Recessions: Bad for M&A, With Some Caveats

It should come as no surprise that recessions are bad for M&A. Some of the challenges owners will face include:

  • More scrutiny from buyers, who become more risk-averse during a recession.
  • A tighter credit market that may constrain the number of qualified buyers and the amount they are willing to pay.
  • Decreased demand for their goods and services.
  • Difficulty making future projections.
  • The uncertainty of the recession itself—when will it end and what will be the impact?

Owners should expect that the M&A market during a recession will not be the thriving marketplace it was over the past few yeas. Valuations will be down. Sales may take longer, and due diligence may become significantly more stressful.

The Exception to the Rule

The exception proves the rule, and this is the case with businesses, too.
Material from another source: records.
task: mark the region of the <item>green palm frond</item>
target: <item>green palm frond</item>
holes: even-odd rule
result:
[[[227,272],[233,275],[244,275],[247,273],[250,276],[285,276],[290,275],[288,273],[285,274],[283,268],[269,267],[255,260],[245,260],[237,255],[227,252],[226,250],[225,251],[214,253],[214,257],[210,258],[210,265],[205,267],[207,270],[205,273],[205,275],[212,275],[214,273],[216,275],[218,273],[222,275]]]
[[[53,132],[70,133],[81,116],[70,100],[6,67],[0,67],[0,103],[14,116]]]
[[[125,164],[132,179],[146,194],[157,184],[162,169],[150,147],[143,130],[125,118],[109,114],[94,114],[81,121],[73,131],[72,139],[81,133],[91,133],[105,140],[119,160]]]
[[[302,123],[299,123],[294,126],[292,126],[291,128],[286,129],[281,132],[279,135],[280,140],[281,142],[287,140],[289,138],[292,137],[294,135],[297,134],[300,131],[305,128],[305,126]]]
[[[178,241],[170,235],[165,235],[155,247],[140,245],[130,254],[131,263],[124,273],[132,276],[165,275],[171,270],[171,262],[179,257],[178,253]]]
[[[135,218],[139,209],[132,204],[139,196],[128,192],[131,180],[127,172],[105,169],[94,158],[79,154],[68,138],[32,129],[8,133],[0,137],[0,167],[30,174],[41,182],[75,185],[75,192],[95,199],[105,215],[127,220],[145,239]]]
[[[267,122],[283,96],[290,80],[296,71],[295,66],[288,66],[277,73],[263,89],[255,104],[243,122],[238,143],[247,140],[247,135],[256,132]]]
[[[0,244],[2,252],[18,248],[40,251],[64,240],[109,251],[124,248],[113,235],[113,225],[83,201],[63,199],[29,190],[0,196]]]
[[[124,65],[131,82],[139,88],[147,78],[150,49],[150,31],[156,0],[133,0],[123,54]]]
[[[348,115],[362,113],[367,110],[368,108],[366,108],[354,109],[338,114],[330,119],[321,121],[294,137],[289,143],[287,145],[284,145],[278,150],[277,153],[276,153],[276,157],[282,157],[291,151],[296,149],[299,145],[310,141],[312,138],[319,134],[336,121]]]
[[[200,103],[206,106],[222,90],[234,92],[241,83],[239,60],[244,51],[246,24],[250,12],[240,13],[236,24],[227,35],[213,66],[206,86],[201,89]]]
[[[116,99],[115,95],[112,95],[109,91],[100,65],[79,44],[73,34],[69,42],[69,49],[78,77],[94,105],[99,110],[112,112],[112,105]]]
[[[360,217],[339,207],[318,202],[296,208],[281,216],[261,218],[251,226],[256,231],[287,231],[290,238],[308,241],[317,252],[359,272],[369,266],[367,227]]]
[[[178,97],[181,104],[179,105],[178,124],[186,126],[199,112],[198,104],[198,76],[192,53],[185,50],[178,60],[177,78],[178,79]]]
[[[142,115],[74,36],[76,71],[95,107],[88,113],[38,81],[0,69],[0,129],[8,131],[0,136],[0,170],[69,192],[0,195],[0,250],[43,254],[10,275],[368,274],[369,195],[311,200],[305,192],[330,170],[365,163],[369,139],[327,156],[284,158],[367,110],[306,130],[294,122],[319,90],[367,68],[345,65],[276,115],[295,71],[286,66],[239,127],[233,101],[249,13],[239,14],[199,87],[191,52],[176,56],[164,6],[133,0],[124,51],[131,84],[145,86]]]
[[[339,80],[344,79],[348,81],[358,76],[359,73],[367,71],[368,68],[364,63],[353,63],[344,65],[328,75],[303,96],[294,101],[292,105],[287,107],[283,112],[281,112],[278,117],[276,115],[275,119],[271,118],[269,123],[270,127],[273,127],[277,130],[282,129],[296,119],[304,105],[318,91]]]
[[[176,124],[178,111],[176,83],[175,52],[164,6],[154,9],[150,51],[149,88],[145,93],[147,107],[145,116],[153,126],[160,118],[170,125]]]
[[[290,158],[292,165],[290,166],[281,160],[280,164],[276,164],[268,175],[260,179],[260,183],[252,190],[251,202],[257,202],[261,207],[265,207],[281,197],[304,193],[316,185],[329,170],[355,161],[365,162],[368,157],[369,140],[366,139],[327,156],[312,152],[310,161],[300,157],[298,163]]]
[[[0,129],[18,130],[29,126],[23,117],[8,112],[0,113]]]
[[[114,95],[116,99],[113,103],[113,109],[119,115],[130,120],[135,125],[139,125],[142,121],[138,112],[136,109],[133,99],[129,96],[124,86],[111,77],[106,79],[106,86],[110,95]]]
Recessions are challenging, but they also present opportunities. Businesses that can solve the problems consumers face, innovate in the face of adversity, and continue to thrive grow in value, and make a stronger case to sellers. So owners who are on the fence about selling or who have time to wait may want to consider what they can do to use the recession as an opportunity for growth.

Delaying M&A vs. Moving Forward

For business owners contemplating a sale in the immediate future, the lowest risk time to sell is now. That might seem counterintuitive, but here’s the reason risk multiples over time: If an owner knows they need to sell, and knows a recession is likely, it’s impossible for them to predict the effects of that recession. In the current market, interest rates will likely continue to rise as the economy contracts, reducing the purchasing power of each dollar and potentially shrinking the pool of qualified buyers. Until this trend reverses, risk increases and value declines. Similarly, it is impossible to know when the recession might end. So if an owner’s financial prospects depend on selling, or they are at the precipice of retirement with a strong company, it makes sense to avoid testing the company’s mettle through a recession.

Otherwise, though, owners must consider that a recession is time to regroup, clean house, get the books under control, and prepare for sunnier times. Weathering the storm will make a strong case for M&A in the future.